FSFE to campaign for fair public IT procurement in Finland

FSFE logoA couple of days ago, the Free Software Foundation Europe (FSFE) announced it had started an initiative to promote fair public procurement in Finland. The initiative concentrates on IT-related procurement notices that require specific brands instead of defining the functionalities required by the purchaser. To date FSFE has scrutinised over 300 procurement notices, and of those analysed in more detail, 14 have been found to be in clear violation of the Finnish procurement law. These violating notices explicitly asked for tenders for specific software brands or products and thus discriminate against other brands and manufacturers, thus stifling free competition.

“We want to raise awareness about this kind of misconduct.” says project manager and FSFE Finnish team coordinator Otto Kekäläinen. “The point of [the] procurement law is to increase fair competition and get better software for lower prices, bringing more value for the tax payer’s money. It is imperative that we get 100% of the IT departments in public bodies to follow the law, so free software companies can compete on fair terms”.

According to lawyer Martin von Willebrand, where a specific brand or product is stated in a procurement notice, it must be followed by “or equivalent“, a point on which both the Finnish law and the associated EU directive are quite clear.

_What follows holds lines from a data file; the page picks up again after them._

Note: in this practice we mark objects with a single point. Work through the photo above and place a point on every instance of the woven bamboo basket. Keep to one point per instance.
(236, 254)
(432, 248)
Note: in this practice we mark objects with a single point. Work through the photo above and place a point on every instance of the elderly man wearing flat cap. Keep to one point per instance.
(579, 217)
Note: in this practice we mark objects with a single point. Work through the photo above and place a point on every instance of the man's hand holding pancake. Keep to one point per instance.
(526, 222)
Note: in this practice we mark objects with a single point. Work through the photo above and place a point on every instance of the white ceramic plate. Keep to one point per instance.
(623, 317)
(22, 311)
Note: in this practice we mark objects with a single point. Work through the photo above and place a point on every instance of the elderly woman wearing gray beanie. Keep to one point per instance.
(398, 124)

Where violations of the the procurement law are detected, FSFE contacts the relevant authorities to raise awareness on procurement law and best practice. Besides highlighting the specific violation, the FSFE’s letter also includes the following recommendations to ensure fair competition:

  1. Define the procurement by functionalities and standards. Do not request specific products or require certain brands. This allows competing vendors to take part.
  2. Long-term procurement, e.g. 4-6 years, so that there is enough time to plan and execute a change of vendor. Buying new systems from the old vendor just because there is not time to migrate is not normally an acceptable excuse.
  3. Base price comparison on the entire life span costs, specifically including exit costs that arise at the end of the product’s life span, when the vendor changes.
  4. Make sure that the procured system is modular and adheres to Open Standards, so that there is always the option to change the vendor for a module or that completely new modules can be taken into use and that they can access the existing data.
  5. Ensure unlimited right to modify the software and have it delivered as source code, so that there is independece from single vendors. The original vendor does not have to waive its copyright.
  6. By favouring Free Software (also knows as “open source”) all above mentioned requirements are easy to fulfil.